Without stopping to listen, he strode past him.
The room was shaded from the drawn curtains, and the prospect of falling into a deep sleep was comforting. If he could sleep, he might, in the faraway land of dreams, reach the things he had otherwise lost.
Perhaps.
Without taking off his clothes, he fell backwards onto the bed, which sank under his weight. In the gloom, he looked blankly at the ceiling, staring at the indistinct contours and shapes, and thought how completely the shadows recast the beams and roof trusses, clear as they were while lit, into a shapeless mass. In much the way his memories were obscured by a baffling twist of fate. If only he could see them clearly.
Princess Zeleanda, her alluring eyes, her prominent cheekbones and her lips that were so soft and full. Why was he trembling with affection when he thought of them? Had he kissed those lips before, or was it just a sensation created out of nothing?
A sigh from the corner of the room startled him. He sat up.
“Marcus, my dear,” a quiet, smooth voice said.
He immediately recognised the voice and strained his eyes to locate her.
In the deep shadows, she sat.
He rose to his feet, reached her in two long strides and kneeled. “Mother, I didn’t know you were here. Have you waited for long? I should, at least, have been informed that you were waiting in my room.”
“Don’t blame them — I asked them not to, Marcus.”
He sprang to pull open the curtains to let in the soft glow of the twilight. When he knelt again, the sight o
f the queen’s tear-furrowed face alarmed him. “You have been crying, Mother,” he cried, “Shall I ask for some tea? A tea of Savi leaves will soon calm your nerves.”
“My nerves will not be calmed until I know what is waiting for us.”
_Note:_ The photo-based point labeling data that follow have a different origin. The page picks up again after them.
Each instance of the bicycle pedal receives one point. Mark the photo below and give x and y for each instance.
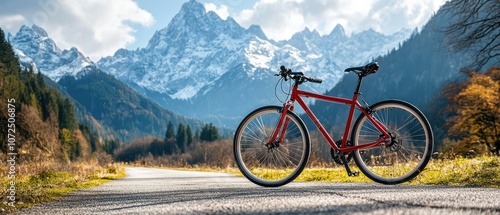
(354, 174)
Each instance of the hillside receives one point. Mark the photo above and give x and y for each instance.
(416, 72)
(38, 123)
(117, 106)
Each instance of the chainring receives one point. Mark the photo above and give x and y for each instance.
(336, 156)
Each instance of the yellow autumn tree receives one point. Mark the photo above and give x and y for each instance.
(478, 111)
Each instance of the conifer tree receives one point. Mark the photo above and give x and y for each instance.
(181, 137)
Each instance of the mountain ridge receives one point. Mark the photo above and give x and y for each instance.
(188, 59)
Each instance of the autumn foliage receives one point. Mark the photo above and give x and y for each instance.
(475, 108)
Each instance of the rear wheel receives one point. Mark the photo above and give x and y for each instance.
(405, 154)
(271, 165)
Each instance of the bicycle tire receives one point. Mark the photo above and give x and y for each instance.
(407, 157)
(276, 166)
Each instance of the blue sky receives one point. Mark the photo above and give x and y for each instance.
(99, 28)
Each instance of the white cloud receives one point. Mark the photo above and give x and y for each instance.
(222, 10)
(280, 19)
(97, 28)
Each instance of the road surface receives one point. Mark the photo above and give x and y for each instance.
(160, 191)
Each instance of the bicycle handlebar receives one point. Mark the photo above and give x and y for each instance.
(364, 70)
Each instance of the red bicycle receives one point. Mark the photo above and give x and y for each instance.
(391, 141)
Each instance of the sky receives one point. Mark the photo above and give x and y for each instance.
(99, 28)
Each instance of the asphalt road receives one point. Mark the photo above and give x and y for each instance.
(159, 191)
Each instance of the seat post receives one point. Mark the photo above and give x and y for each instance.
(358, 86)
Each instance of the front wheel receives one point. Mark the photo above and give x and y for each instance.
(276, 164)
(405, 154)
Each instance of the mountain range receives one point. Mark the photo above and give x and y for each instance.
(204, 67)
(213, 69)
(107, 105)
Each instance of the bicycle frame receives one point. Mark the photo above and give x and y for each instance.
(353, 103)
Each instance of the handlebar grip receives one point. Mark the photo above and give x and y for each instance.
(315, 80)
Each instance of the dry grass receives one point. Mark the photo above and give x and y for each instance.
(45, 181)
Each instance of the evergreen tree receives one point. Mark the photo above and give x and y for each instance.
(209, 133)
(181, 137)
(169, 134)
(189, 134)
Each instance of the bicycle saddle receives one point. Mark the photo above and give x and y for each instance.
(365, 70)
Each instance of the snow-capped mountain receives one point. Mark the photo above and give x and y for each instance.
(209, 68)
(35, 48)
(186, 65)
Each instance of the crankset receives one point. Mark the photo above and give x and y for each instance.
(336, 156)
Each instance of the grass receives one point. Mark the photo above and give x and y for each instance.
(37, 183)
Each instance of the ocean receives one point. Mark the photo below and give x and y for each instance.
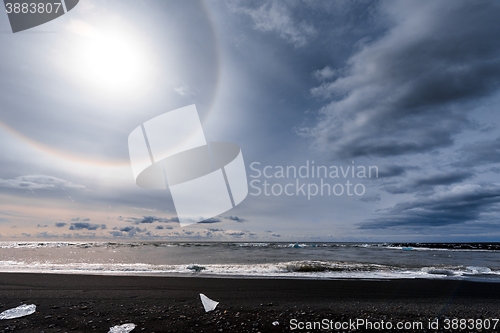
(472, 261)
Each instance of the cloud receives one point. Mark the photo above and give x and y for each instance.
(211, 220)
(276, 17)
(235, 233)
(427, 183)
(46, 234)
(325, 73)
(235, 218)
(85, 219)
(148, 219)
(86, 225)
(388, 171)
(39, 182)
(215, 229)
(409, 91)
(479, 153)
(463, 203)
(370, 198)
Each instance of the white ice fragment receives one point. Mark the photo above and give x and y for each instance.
(125, 328)
(208, 304)
(20, 311)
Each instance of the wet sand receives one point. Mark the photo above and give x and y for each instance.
(93, 303)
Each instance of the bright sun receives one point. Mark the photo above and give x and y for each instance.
(112, 61)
“Mother, I regret whatever has caused you such distress. But if it is on account of me, please then spare yourself the tears. The onus is mine and mine alone, so let me bear the burden and settle it myself.”
“What do you mean by settling it yourself? What’s in your mind, my dear? I need to know, son — I am your mother. It has been eating me alive, and I can’t bear the thought that …” she shivered, her head sinking, “… you might die with them.”
“Them?”
“The Rionean woman and those three children.”
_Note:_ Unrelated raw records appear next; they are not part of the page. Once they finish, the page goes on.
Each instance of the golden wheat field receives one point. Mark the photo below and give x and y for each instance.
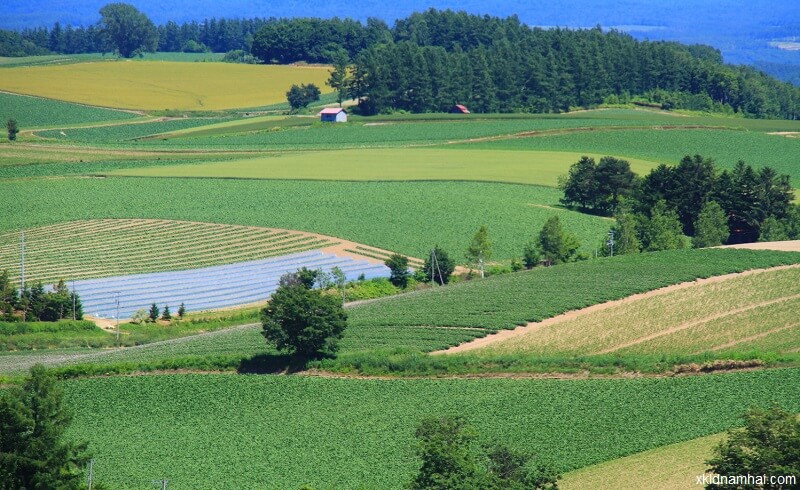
(159, 85)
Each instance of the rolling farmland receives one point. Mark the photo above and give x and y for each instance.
(753, 312)
(288, 431)
(171, 85)
(423, 213)
(537, 168)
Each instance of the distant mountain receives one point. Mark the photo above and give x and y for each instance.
(741, 30)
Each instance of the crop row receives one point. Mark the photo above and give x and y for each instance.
(687, 321)
(423, 214)
(287, 431)
(208, 288)
(726, 146)
(116, 247)
(502, 302)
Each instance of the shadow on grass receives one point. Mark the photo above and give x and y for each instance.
(271, 364)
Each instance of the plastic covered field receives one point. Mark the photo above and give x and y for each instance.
(211, 287)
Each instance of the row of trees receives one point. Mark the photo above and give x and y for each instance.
(743, 204)
(431, 60)
(36, 304)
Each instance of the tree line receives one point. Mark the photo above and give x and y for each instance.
(35, 303)
(693, 199)
(434, 59)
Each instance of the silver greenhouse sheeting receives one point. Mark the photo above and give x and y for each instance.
(210, 287)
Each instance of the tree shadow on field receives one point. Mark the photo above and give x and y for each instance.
(271, 364)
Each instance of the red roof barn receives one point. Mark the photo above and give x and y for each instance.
(333, 114)
(459, 109)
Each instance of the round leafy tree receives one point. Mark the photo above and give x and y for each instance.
(303, 321)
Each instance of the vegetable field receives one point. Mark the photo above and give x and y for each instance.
(508, 300)
(423, 214)
(669, 146)
(283, 432)
(105, 248)
(532, 167)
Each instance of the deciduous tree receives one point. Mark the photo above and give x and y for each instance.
(129, 29)
(480, 249)
(769, 444)
(33, 450)
(398, 267)
(711, 228)
(555, 244)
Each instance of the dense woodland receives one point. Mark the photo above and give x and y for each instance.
(432, 60)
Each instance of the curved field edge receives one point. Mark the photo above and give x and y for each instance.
(170, 84)
(531, 167)
(664, 468)
(261, 431)
(420, 214)
(674, 315)
(117, 247)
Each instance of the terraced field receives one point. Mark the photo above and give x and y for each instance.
(755, 312)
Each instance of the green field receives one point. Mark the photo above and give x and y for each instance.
(538, 168)
(436, 319)
(422, 213)
(669, 146)
(665, 468)
(283, 432)
(743, 313)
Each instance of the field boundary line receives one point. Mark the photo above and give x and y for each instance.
(569, 315)
(694, 323)
(752, 337)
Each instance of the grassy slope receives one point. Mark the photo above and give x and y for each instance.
(282, 432)
(407, 217)
(694, 320)
(33, 112)
(669, 146)
(665, 468)
(538, 168)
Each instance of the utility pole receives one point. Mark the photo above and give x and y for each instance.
(610, 241)
(91, 473)
(117, 301)
(22, 266)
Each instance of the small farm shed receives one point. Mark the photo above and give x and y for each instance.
(333, 114)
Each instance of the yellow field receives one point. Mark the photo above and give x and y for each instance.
(751, 311)
(666, 468)
(159, 85)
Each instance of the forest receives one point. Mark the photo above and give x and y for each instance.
(431, 60)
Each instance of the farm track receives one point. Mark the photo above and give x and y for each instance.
(503, 335)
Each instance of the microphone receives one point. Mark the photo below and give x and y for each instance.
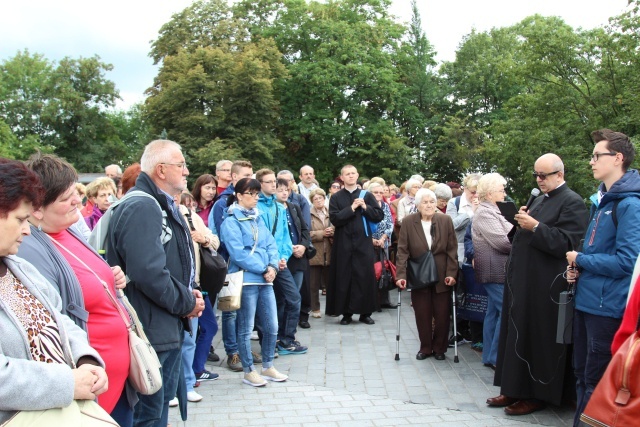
(534, 193)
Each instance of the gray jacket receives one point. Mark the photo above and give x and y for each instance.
(490, 243)
(24, 383)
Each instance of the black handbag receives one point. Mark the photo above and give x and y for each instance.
(422, 272)
(311, 251)
(213, 268)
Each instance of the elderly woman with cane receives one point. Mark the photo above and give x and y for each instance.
(421, 232)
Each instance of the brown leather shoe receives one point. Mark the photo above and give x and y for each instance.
(524, 407)
(500, 401)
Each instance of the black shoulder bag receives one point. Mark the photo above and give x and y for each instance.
(213, 268)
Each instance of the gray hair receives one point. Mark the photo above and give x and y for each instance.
(118, 168)
(285, 172)
(443, 191)
(418, 178)
(425, 192)
(411, 183)
(221, 163)
(489, 183)
(157, 152)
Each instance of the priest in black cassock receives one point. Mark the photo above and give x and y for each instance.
(531, 365)
(352, 286)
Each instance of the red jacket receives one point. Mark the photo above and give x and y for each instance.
(629, 320)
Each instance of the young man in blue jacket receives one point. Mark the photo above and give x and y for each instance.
(610, 249)
(288, 300)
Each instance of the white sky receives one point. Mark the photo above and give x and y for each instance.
(119, 31)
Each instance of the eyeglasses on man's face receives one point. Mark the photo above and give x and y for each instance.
(596, 156)
(182, 165)
(542, 175)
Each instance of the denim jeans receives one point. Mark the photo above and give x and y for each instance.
(288, 302)
(491, 331)
(188, 349)
(208, 330)
(592, 338)
(258, 301)
(153, 410)
(229, 333)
“What led you to think of that, mother?” he laughed, as heartily as his tight chest allowed.
“A mother knows her son,” she started sobbing, “You have a soft heart, Marcus, and never liked killing. I couldn’t make you the stonehearted king they wanted you to be, but I tried my best to keep you away from direct contact with Rioneans. Had it not been for that fateful battle with the Rion princess that you voluntarily took apart in …” she paused to dab her eyes. “You put Rioneans on an equal footing with Barans. How peculiar that rancour and resentment never took root in your heart.”
“We share the same features. Aren’t they the same as us from that perspective?”
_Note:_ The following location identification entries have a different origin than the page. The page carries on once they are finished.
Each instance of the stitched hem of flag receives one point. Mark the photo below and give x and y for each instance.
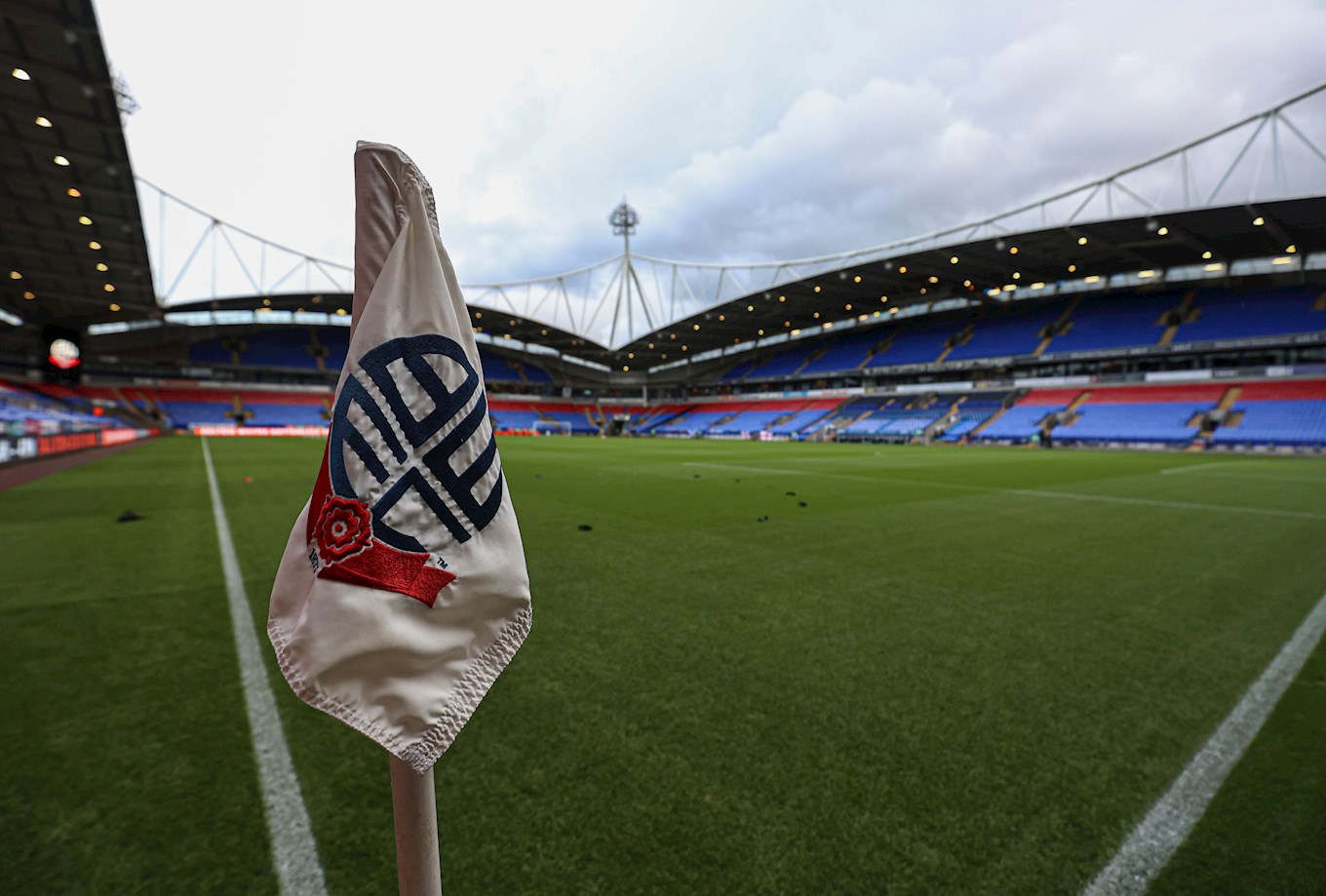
(468, 693)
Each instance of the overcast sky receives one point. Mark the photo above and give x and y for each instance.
(740, 130)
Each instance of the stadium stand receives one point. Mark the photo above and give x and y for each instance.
(847, 351)
(1164, 413)
(1017, 332)
(917, 345)
(1276, 413)
(1227, 314)
(1115, 323)
(1023, 420)
(785, 364)
(972, 413)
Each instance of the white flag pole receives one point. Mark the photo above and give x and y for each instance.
(415, 803)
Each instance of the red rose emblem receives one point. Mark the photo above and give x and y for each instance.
(343, 529)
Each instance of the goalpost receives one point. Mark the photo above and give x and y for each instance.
(552, 427)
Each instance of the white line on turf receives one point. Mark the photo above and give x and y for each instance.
(293, 848)
(1035, 493)
(1274, 478)
(1164, 829)
(1192, 468)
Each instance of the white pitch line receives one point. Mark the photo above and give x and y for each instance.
(1195, 467)
(1164, 829)
(293, 848)
(1037, 493)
The innocence in his tone provoked more deep sighs and eye-dabbing.
“If you take the side of a Rionean, my son, you will be fighting a losing battle. Trust me, become king first and fight your battles later.”
“So you ordered them to keep the Rionean Princess silent and for me to be confined to the palace.”
“Your father is dying. How could I bear to watch you throw away your chance when the throne is almost yours?”
“I am safe, mother. You let your worries get the better of you. How could they get rid of me, the only heir to the throne?”
“Don’t be too sure about that. You disappeared for four years, long enough for their weak minds to dither. They looked for faraway cousins of yours, and a lengthy list of stand-in heirs was the upshot. Lord Shusha alone has followed a different path, devoting himself to finding a way to treat Mapolos. He is a cunning man, Marcus. Beware!”